Although these characteristics are tailored to scientific code development, they can still be very useful applied to other (research) digital objects such as data per se and workflows.
Readers will find some level of overlap with Open Science and FAIR data principles but should note that the goal is to provide a different perspective on the same problem - namely, how research outputs can maintain value over the long term.
The code should be re-runnable (i.e., executable)
We often face the issue that our code which initially worked perfectly in a year's time cannot be executed. Typically, you will end up updating libraries, reinstalling the operating system, updating the compiler, changing the computer or some of its components, etc. all of which will result in a failure to execute the code. It pretty impossible to create a future-proof code, however, it is possible to recreate and save the old execution environment and thus assure that the code will be re-runnable. To do this we can create a virtual machine, which replicates the old execution environment, deploy the code inside of it, and then simply share/publish the virtual machine for anyone to use it. Docker containers are a popular choice for such work.

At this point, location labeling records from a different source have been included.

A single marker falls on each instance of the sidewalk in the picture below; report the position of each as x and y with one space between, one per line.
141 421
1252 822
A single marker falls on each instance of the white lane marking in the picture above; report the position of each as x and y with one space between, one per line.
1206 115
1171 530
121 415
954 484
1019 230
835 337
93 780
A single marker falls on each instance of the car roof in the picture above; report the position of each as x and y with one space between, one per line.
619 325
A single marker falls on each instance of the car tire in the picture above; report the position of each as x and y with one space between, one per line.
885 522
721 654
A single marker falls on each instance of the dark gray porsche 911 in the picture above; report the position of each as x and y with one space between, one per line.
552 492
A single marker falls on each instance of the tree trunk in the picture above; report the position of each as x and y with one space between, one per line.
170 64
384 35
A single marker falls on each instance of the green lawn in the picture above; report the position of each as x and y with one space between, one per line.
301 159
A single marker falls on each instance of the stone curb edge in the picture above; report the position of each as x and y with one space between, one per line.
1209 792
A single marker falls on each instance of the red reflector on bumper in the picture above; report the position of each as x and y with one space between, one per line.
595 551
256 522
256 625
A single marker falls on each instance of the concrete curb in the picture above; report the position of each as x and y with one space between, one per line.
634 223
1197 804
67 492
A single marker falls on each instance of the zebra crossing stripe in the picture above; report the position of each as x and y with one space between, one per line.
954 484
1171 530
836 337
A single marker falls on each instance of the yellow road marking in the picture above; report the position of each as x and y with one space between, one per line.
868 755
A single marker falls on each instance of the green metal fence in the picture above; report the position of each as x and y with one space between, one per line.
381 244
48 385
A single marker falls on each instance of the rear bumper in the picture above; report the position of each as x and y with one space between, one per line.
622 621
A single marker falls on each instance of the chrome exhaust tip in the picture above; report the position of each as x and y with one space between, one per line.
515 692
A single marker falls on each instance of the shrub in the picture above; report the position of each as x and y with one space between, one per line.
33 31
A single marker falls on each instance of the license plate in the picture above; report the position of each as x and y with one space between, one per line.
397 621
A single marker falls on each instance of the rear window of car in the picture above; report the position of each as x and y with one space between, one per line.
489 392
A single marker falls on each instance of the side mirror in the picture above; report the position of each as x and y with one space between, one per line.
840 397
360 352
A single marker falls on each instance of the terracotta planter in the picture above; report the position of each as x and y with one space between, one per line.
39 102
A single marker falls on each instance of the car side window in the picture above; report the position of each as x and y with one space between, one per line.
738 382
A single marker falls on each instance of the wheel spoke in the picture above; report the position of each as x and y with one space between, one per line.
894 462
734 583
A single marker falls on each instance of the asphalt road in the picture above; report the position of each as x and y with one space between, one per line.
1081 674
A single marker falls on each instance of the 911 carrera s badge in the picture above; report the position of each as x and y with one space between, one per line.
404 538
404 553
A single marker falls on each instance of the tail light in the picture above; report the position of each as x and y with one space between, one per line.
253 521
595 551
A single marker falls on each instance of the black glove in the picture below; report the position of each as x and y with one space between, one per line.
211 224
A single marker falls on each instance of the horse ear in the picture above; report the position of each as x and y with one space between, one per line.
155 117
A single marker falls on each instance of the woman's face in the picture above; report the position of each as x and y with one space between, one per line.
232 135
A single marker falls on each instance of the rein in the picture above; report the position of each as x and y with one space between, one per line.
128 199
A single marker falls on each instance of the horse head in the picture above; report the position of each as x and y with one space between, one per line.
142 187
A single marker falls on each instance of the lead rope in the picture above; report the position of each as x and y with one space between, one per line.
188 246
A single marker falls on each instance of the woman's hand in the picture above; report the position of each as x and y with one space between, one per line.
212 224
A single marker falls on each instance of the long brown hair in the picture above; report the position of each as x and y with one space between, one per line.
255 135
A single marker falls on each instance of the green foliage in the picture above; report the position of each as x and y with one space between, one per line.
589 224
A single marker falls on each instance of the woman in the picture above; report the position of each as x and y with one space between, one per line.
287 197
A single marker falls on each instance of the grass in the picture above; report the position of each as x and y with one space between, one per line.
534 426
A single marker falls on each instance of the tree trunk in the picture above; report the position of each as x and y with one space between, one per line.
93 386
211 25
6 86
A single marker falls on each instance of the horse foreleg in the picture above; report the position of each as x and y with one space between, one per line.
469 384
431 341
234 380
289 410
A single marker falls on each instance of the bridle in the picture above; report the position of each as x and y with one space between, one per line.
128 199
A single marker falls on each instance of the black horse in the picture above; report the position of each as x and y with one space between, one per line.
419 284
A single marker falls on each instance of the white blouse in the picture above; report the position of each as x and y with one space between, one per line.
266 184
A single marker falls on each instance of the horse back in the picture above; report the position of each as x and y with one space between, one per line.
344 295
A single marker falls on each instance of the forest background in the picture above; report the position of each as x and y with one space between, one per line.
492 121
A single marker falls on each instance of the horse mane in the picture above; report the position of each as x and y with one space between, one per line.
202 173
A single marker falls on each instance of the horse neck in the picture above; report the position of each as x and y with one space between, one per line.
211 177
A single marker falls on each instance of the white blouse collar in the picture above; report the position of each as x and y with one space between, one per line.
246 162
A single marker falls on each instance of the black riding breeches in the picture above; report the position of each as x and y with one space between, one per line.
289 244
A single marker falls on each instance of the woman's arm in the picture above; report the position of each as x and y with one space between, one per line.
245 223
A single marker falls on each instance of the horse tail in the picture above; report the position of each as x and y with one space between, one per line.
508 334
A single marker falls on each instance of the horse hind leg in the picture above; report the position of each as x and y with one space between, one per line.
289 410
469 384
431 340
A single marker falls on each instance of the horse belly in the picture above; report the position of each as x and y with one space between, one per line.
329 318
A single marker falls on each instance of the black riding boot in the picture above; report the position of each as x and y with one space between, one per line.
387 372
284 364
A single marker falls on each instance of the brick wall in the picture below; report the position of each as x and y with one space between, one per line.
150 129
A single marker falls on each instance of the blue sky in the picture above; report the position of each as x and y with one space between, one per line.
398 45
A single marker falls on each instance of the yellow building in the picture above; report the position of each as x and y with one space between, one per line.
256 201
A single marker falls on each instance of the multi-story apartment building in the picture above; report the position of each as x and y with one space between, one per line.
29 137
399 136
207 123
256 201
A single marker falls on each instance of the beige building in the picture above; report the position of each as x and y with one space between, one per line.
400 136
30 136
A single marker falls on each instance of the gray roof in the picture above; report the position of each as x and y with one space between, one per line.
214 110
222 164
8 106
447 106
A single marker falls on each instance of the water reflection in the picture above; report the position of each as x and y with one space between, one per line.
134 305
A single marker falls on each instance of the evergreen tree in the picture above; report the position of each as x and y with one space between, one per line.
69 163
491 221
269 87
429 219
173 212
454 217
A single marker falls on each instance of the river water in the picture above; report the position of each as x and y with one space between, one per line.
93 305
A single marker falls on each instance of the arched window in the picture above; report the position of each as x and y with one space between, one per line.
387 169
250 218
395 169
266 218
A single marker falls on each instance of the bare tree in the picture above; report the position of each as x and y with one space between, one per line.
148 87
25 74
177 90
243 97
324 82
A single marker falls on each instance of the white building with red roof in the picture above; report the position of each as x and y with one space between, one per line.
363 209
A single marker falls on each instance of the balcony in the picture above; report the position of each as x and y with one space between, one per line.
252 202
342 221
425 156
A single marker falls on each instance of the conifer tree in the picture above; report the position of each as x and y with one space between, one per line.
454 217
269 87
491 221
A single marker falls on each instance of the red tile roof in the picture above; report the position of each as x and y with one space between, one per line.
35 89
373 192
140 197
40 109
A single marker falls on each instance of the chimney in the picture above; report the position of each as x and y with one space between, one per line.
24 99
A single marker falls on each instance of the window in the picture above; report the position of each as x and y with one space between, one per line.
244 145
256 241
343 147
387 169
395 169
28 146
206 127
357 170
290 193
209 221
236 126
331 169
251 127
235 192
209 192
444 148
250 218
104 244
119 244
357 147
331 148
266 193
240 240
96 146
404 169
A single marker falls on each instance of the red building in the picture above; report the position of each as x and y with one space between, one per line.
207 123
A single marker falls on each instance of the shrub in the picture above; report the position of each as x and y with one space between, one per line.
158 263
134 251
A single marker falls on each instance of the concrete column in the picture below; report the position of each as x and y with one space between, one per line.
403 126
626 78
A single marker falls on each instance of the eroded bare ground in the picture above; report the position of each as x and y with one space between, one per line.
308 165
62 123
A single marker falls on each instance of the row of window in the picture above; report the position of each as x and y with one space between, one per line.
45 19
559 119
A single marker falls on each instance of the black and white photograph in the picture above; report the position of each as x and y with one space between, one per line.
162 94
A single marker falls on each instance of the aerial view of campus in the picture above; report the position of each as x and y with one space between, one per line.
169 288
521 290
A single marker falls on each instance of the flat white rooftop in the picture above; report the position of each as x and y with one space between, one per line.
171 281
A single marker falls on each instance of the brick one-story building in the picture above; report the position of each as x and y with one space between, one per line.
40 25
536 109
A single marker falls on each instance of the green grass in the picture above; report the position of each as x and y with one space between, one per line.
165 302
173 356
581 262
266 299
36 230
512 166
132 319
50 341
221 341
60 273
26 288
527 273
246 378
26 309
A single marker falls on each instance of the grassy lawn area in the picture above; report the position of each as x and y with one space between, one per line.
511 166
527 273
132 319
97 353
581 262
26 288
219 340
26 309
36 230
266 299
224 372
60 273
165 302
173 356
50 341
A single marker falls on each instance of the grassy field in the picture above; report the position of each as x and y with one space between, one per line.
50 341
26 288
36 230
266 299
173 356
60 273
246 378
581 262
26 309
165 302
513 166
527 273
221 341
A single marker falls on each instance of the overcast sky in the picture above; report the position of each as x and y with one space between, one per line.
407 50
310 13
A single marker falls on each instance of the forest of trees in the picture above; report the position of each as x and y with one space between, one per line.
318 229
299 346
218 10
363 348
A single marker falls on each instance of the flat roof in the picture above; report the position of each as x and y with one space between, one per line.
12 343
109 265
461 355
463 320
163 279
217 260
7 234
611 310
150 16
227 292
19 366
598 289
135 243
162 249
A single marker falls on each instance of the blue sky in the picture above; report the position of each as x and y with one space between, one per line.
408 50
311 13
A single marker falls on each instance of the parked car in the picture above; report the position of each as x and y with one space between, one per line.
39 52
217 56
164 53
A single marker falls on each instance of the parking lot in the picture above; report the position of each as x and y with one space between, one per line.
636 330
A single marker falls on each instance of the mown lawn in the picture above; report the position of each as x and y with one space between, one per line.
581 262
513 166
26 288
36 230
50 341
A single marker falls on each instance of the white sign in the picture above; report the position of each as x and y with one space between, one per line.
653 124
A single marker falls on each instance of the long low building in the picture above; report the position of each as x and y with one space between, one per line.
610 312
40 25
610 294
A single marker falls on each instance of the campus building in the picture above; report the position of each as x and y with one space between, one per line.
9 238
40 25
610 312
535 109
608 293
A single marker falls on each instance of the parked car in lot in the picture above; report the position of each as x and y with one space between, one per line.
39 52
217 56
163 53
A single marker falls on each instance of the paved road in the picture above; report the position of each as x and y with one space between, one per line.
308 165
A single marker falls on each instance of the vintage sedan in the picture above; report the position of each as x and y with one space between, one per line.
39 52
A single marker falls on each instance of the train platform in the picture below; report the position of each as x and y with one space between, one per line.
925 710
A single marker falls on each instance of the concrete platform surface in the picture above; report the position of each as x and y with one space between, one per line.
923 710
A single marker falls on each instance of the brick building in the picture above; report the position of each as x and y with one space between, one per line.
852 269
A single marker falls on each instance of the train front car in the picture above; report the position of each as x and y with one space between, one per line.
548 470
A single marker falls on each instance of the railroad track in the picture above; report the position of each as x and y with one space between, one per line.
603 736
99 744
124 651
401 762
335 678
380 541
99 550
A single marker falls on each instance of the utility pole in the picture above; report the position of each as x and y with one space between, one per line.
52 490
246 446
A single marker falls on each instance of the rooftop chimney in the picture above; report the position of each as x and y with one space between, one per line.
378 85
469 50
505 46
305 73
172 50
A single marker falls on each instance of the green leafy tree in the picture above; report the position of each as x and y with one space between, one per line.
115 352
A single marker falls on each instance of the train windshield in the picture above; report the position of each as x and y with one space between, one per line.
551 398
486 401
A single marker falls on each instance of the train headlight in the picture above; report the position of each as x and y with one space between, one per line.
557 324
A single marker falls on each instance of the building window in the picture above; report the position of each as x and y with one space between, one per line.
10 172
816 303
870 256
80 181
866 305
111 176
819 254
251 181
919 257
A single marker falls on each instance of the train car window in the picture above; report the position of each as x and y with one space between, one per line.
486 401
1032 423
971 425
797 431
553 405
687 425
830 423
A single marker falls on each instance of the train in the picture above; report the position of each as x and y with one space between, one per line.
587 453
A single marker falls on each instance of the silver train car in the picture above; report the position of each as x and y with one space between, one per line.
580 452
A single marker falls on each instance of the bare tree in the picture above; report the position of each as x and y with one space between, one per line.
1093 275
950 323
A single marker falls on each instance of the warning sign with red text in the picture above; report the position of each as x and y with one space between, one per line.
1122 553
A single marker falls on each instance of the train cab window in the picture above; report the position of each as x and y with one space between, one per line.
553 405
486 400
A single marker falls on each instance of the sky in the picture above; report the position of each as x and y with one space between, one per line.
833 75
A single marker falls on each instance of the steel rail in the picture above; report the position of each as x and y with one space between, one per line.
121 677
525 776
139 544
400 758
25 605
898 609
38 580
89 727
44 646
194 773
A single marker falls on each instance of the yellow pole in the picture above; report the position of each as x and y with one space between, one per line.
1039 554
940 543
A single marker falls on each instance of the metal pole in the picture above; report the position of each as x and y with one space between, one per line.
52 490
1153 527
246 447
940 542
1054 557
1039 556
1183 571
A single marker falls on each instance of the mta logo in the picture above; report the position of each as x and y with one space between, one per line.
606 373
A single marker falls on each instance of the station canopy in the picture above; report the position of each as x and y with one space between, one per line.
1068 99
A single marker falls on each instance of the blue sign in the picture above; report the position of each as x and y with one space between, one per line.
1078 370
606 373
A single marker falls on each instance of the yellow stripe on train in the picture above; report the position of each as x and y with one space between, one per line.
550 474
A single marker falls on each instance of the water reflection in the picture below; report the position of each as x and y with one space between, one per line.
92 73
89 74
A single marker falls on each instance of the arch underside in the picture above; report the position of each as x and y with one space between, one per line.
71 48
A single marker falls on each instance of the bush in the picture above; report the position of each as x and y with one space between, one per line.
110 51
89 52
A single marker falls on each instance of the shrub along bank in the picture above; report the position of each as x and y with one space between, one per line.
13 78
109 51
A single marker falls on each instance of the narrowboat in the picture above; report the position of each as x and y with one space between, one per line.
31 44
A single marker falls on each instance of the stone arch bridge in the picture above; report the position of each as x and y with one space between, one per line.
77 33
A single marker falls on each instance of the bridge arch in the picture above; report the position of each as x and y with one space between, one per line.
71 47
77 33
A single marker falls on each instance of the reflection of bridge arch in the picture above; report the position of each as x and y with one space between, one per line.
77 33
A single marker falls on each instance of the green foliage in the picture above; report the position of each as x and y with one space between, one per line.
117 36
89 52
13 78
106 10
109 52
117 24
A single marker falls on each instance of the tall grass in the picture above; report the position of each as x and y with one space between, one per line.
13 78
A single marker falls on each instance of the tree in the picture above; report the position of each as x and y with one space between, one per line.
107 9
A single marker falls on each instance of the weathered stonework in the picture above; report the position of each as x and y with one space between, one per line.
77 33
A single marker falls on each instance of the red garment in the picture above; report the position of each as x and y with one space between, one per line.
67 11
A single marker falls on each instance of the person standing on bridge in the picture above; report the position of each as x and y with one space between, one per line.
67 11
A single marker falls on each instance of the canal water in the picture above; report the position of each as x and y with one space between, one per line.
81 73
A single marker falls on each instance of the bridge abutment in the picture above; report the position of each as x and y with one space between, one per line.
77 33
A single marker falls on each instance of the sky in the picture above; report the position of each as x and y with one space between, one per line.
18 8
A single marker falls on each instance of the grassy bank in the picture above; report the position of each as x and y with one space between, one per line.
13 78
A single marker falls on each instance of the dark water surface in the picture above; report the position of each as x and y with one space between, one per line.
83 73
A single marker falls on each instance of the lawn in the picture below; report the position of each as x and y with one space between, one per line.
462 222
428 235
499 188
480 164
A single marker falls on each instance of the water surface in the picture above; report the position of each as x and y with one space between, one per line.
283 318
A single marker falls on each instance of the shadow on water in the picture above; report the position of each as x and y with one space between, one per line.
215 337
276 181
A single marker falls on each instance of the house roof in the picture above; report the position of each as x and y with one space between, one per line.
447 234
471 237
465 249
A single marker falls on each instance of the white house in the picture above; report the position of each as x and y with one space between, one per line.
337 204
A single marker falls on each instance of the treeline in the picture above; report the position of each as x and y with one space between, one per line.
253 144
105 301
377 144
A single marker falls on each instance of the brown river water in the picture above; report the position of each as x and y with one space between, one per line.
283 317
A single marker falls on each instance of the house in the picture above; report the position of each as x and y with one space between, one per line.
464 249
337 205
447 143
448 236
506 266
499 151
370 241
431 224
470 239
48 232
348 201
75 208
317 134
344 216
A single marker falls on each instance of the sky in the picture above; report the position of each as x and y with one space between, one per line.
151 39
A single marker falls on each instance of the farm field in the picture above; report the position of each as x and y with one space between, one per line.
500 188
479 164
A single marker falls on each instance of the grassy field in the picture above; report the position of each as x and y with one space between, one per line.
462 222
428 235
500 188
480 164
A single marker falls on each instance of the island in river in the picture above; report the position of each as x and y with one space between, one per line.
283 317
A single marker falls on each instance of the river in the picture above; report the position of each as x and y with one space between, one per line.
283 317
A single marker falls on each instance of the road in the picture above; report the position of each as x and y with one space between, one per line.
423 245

The code should produce the same results every time it is executed
This principle assures that the code produces the same output over successive runs. One way to achieve this is to test the code on a predetermined set of inputs for which the resulting output is known.
The code should allow those who use it to reobtain the published results
Even if we achieve R1 and R2 the code supplied with a virtual machine when executed on other computers probably will not generate absolutely the same results. This is due to the fact that different computers will have different hardware components, so execution of the code will generate slightly different results, so some tolerances should be set on the output results which should be indicators whether the code is reproducible. To fully achieve R3 one would not only need a copy of the execution environment but also a copy of the old hardware.
The code should be easy to use, understand and modify
Every year, countless hours and significant resources are lost because of poorly written code. Making your program reusable means it can be easily used, and modified, by you and other people, inside and outside your lab. To meet this principle documenting code is essential, while writing code that is clear and readable.
Almost all programming languages are following certain standards in the way how code documenting should be done, chose one of them do not try to come up with your own standard. The code documentation is far more detailed and focused description of your code comparing to often chaotic code comments seeded in the source code. If possible write code such that it does not require comments to be understood.
A clear and unambiguous algorithmic description of the code should available as a reference allowing the code replication in other programming languages than one chosen for an initial algorithm implementation
Replicability is the implicit assumption that an article that does not provide the source code makes: that the description it provides of the algorithms is sufficiently precise and complete to re-obtain the results it presents. Here, replicating implies writing a new code matching the conceptual description of the article, in order to reobtain the same results. One way of writing the algorithmic description is to use pseudo-code that can be translated to any programming language.